One thing that Jay has told me over and over, and over again since I’ve been here is that “it’s ok to chew what’s yours, it’s not ok to chew what isn’t.” I have to admit, this puzzled me at first. I mean, surely whatever I can get my paws on is effectively mine at the moment that I’m holding it. I believe the legal precept here is that possession is nine-tenths of the law.
By this precept I can look at what’s in my bed, my kennel, or my pen, and say “that is mine.” Indeed I can say this about the very bed, kennel or pen that I’m in! I can dig in to a feast of Pedigree this or Purina that and I can claim ownership of the benefit extended to me despite the fact that I had nothing whatsoever to do with its acquisition. I can extend it beyond that, too – to the couch I’m lying on as I write this: it’s not mine – clearly I didn’t buy it – I was not even here when it was delivered – but because I am allowed to use it at any given moment the part which I occupy can surely be considered to be mine. Likewise and similarly, while I don’t believe that I’m on title for the house that I live in, I’ve been told it’s my home now so I treat it as if it were mine. At least, I will when I’ve figured out the piddling thing.

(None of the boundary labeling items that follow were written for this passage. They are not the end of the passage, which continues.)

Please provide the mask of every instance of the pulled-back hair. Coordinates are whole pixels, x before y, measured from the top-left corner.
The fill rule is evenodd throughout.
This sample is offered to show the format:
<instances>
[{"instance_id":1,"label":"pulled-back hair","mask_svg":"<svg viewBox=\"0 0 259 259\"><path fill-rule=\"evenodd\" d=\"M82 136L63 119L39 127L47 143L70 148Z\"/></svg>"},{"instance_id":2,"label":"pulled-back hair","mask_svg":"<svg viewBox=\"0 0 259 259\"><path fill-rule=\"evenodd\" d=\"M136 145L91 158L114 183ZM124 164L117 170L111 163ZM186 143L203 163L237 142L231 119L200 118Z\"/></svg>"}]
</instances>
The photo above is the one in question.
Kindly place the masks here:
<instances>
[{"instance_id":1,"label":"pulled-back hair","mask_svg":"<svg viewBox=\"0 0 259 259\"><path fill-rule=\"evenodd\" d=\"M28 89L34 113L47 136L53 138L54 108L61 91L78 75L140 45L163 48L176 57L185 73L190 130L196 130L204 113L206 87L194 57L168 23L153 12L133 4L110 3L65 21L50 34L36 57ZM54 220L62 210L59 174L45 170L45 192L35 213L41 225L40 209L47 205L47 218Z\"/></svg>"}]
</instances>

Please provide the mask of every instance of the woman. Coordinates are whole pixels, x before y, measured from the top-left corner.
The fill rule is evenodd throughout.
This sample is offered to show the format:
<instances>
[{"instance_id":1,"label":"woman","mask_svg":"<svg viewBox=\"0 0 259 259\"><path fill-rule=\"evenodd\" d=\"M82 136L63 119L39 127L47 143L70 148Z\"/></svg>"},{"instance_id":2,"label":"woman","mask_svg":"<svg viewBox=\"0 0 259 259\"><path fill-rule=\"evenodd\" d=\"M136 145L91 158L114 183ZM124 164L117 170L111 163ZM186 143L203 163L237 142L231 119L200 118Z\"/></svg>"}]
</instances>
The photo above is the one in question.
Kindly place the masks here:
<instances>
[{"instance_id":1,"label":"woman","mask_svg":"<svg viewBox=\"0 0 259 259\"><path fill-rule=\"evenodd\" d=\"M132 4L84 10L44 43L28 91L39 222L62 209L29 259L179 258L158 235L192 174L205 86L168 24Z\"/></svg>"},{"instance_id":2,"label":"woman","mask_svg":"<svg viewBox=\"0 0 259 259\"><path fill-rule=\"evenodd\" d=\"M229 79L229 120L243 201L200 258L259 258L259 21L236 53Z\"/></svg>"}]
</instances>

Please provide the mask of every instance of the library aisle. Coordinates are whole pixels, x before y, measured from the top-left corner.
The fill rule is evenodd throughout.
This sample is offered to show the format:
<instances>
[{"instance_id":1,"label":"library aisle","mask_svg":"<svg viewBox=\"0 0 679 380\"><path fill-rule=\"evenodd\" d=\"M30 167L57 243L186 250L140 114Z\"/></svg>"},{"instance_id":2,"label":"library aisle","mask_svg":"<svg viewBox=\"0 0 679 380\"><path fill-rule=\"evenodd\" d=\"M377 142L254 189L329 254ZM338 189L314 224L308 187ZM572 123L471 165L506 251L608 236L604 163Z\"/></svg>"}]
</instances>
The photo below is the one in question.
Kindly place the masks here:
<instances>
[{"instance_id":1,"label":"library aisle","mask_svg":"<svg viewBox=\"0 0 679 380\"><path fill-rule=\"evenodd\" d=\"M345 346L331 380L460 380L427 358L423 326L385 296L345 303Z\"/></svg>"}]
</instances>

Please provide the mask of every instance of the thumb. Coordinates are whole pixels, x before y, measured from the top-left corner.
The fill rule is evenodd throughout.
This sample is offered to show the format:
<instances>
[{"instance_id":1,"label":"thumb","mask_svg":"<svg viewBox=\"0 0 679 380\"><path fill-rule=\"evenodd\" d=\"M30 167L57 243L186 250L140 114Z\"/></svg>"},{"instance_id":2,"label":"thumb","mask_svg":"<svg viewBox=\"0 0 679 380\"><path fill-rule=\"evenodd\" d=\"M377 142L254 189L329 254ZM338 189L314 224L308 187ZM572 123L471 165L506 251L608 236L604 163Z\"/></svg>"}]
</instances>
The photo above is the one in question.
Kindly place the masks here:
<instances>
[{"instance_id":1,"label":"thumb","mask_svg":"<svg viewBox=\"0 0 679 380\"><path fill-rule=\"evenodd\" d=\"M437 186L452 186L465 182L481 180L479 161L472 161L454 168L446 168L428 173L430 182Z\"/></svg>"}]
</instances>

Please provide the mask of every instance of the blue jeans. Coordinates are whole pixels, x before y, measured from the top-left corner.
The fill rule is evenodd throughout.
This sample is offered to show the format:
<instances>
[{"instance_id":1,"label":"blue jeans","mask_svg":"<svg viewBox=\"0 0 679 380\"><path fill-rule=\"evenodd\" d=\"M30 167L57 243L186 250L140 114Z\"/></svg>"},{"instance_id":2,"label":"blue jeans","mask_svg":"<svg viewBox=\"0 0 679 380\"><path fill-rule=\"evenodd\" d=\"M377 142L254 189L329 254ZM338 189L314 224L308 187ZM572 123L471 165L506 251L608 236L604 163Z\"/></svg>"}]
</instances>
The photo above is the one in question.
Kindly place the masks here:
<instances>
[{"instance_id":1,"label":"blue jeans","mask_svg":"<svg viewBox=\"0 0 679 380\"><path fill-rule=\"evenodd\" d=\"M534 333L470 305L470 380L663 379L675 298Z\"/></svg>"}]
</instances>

The contract implicit here – for there surely is one – is that I will continue to enjoy the benefits being provided as long as I a) am a good boy, b) really try not to piddle in the house, and c) make every effort not to bite things which are prohibited to me – ie, things which are not mine. The contract is benefit for benefit – a kind of bartering of emotional versus physical needs which seems to work very well for all.
I’m going to keep thinking on this. It seems to engender a feeling of gratitude in me which is in itself quite gratifying, and I like that.
Oh, and by the way: I have not pooped in the house today.